Высока, крутобока гора Метелиха. Южные склоны ее травянисты, северные до половины покрыты лесом. Раскидистые крепыши дубки и белоствольные молодые березки обступили ее полукольцом, как в праздничном хороводе, да и остановились на полдороге передохнуть. Тут хорошо: свету много и даль неоглядная открывается во все стороны. Медноствольные сосны и темные ели остались внизу, — им труднее карабкаться по каменистым кручам. Сбившись плотными островками в бескрайнем лесном разливе, покачивают они своими вечнозелеными вершинами, шумят нестройно, по-хорошему завидуя тем, что взбежали выше. Помоложе они, резвее!
Одетая густым воротником леса, с незапамятных пор укрывает Метелиха от студеного дыхания Севера раскинувшееся у подножия село. В отлогой долине, образованной озером и рекой Каменкой, весной и летом набирается много тепла, буйно цветут сады, вызревают тучные нивы; на лугах заливных — травы в пояс.
Давно это было (тысячепудовые замшелые валуны и те не упомнят) — оседали по берегам реки пришлые племена, строили древние городища, занимались рыболовством, охотой и бортничеством, огнем и железом полонили дикие земли, врубались в лесные дебри. Были тут разные люди, говорили на непонятных друг другу языках, поклонялись каждый своему идолу. Враждовали из-за обжитых угодий, теснили один другого.
…Шли века. У подножия Метелихи рос поселок. Нарождались и умирали люди, и каждое поколение оставляло после себя новые выруба, мосты и проселочные дороги. Напоённая соленым мужичьим потом земля воздавала сторицей, но сам мужик-труженик оставался босым и голодным: классовая вражда разделила деревню на две улицы — Верхнюю и Озерную, она же поставила у Красного яра межевой столб: здесь — русские, там — иноверцы.
Глухая вражда наслаивалась веками: башкир ненавидел татарина, татарин — марийца, каждый в отдельности — бородатого, широкого в кости, трудолюбивого русского землепашца в пестрядинной, до колен рубахе и с пропотевшим гайтаном на коричневой, задубелой шее. Но от него же перенимали искусство ковать железо, выращивать драгоценные зерна жита, строить жилища с трубой.

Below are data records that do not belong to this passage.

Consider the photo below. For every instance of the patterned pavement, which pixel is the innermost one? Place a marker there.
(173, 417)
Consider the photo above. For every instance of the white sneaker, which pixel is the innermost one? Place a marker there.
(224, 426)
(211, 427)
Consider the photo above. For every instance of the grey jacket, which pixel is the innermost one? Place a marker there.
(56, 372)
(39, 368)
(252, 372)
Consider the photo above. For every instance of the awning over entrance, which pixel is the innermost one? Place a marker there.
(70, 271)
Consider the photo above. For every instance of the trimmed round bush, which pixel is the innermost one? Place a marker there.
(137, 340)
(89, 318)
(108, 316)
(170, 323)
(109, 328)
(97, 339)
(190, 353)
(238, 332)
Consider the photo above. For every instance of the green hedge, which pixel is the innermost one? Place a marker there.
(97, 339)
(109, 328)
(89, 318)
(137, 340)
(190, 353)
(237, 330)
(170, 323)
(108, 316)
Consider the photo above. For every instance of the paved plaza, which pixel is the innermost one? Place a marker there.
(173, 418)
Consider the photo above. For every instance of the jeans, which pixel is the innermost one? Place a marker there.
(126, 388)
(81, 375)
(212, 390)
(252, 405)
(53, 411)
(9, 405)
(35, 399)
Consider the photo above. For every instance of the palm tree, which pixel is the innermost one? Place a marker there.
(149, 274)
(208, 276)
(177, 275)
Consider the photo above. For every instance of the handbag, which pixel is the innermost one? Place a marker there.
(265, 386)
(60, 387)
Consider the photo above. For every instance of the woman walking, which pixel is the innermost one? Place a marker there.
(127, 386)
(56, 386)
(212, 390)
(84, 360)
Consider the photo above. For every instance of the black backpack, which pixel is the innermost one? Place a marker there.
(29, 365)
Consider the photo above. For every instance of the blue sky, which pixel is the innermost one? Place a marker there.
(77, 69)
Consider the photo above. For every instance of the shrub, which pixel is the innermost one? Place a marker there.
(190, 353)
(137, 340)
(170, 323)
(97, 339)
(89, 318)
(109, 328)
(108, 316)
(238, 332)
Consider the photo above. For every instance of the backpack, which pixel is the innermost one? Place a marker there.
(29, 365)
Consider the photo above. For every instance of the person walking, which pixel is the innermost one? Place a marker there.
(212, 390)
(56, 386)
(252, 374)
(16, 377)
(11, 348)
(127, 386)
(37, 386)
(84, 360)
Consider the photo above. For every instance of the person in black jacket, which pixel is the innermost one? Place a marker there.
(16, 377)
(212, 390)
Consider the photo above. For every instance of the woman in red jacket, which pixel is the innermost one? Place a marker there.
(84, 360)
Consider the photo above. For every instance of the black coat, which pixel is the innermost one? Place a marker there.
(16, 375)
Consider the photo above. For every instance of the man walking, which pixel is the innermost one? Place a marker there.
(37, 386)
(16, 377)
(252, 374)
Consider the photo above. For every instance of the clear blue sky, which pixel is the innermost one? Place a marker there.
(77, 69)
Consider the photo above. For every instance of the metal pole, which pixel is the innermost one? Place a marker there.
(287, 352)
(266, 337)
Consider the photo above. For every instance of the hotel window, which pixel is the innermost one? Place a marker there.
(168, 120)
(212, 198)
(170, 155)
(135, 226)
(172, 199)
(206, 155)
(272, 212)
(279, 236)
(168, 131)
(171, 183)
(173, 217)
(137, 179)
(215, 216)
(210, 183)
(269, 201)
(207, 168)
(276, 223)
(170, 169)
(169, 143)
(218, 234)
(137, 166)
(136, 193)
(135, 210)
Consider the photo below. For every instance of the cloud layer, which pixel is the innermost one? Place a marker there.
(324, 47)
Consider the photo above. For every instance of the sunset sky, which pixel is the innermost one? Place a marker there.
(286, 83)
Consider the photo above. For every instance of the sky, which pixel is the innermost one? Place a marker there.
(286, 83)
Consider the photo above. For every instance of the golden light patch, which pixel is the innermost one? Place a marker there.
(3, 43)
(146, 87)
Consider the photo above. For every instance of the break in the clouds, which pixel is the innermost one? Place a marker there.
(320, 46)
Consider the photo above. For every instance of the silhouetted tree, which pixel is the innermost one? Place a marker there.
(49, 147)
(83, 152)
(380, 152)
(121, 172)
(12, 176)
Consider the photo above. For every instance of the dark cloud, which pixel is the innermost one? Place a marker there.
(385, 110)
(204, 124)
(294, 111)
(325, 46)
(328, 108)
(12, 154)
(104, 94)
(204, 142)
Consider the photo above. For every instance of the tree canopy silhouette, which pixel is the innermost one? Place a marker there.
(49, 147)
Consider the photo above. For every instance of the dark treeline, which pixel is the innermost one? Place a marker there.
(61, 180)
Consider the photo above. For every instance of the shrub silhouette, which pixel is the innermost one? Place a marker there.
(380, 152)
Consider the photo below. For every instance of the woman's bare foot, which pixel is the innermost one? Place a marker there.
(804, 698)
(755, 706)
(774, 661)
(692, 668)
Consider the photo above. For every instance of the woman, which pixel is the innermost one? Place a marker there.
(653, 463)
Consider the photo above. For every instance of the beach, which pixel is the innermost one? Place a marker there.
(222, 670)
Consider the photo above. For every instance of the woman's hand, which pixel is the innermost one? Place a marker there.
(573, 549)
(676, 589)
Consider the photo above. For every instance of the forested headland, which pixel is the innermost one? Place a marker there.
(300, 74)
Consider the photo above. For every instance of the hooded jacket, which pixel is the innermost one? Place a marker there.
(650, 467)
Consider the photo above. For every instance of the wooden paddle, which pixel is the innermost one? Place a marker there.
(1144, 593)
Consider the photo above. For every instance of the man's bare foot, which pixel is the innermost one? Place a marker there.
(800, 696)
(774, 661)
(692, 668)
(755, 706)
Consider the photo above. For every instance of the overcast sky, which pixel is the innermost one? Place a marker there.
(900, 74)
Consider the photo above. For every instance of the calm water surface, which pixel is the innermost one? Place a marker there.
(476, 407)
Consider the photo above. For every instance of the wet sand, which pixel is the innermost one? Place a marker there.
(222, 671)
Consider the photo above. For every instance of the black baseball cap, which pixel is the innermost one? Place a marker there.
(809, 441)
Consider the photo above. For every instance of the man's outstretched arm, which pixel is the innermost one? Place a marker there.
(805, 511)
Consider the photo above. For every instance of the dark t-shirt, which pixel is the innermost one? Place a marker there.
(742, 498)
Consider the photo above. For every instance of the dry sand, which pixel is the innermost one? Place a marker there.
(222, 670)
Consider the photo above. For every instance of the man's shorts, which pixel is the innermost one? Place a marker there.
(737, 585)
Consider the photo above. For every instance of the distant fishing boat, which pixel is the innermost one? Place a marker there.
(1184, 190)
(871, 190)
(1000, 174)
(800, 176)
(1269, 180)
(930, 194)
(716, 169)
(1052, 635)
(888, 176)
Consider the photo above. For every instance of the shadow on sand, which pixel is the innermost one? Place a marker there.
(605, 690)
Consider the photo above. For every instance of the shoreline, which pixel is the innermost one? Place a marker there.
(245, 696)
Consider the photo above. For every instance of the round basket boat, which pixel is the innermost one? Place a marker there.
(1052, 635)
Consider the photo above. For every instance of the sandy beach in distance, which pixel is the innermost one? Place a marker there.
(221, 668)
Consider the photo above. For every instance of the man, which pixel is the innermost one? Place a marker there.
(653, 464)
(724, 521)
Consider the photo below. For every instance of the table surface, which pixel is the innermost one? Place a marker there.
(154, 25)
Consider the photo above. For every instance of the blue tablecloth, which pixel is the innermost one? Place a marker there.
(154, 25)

Русский всех называл словом «нехристи» и не считал за грех выпустить на ночь лошадь в яровое поле соседа-татарина, запахать приглянувшийся клин на вырубе у марийца, выкосить пойменный пай у чуваша. Случалось, татарин хватался за нож, мариец с кистенем в руках выслеживал обидчика на лесной дороге, чуваш «пускал красного петуха» под застреху домовитого селянина.
Поп и мулла подливали масла в огонь, и уже не одиночки — деревнями сшибались у межевых столбов, на мельницах и речных переправах, крушили дубьем черепа. Кто в живых оставался, тем и другим — каторга.
Всё это в прошлом — гнет и слепая вражда. Зоревые всполохи семнадцатого года помогли увидеть истинного врага, и тот же русский мужик через чугунную прокопченную решетку заводского двора протянул братскую руку башкиру, подал другую марийцу. Вместе вышли они на булыжную мостовую, арканом из конского волоса сорвали с насеста когтистую хищную птицу.
…За двадцать послевоенных лет Каменный Брод отстроился заново. У озера расплавленным серебром отливает стеклянная крыша теплицы. Старик Пурмаль выращивает в ней не только ранние овощи, — на ветках невиданных здесь растений наливаются золотистым соком абрикосы и персики. За рекой — по правому ее берегу — раскинулись добротные фермы с водонапорной башней. Это владения Анны Дымовой — лучшего животновода района. От Красного яра через поля и перелески шагают в разные стороны высокие просмоленные столбы с кручеными, тяжело провисшими проводами. В бетон и железо закована неуемная сила Каменки. Послушная воле человека, дает она яркий, немеркнущий свет восемнадцати деревням вокруг. Сбылась заветная мечта первых комсомольцев Каменного Брода: Каменка стала ручной, покорной. По-иному выглядит и заброшенная когда-то усадьба помещика Ландсберга; здесь — межрайонная колхозная здравница.
Годы берут свое — состарился, поседел Андрон. И у красавицы Анны вплелось серебро в длинные, шелковистые волосы. Кажется, всё на месте: две улицы — Верхняя и Озерная, та же гора за околицей. И озеро, и река. А люди другие, иные у них заботы. На площади, в тесном соседстве со школой-десятилеткой, высится каменное двухэтажное строение с огромными окнами и широкими резными дверями. Это колхозный Дом культуры. А в школе-интернате за одной партой сидят светловолосые ребятишки с Большой Горы и из Николаевки и черноглазые подростки из Тозлара и Кизган-Таша.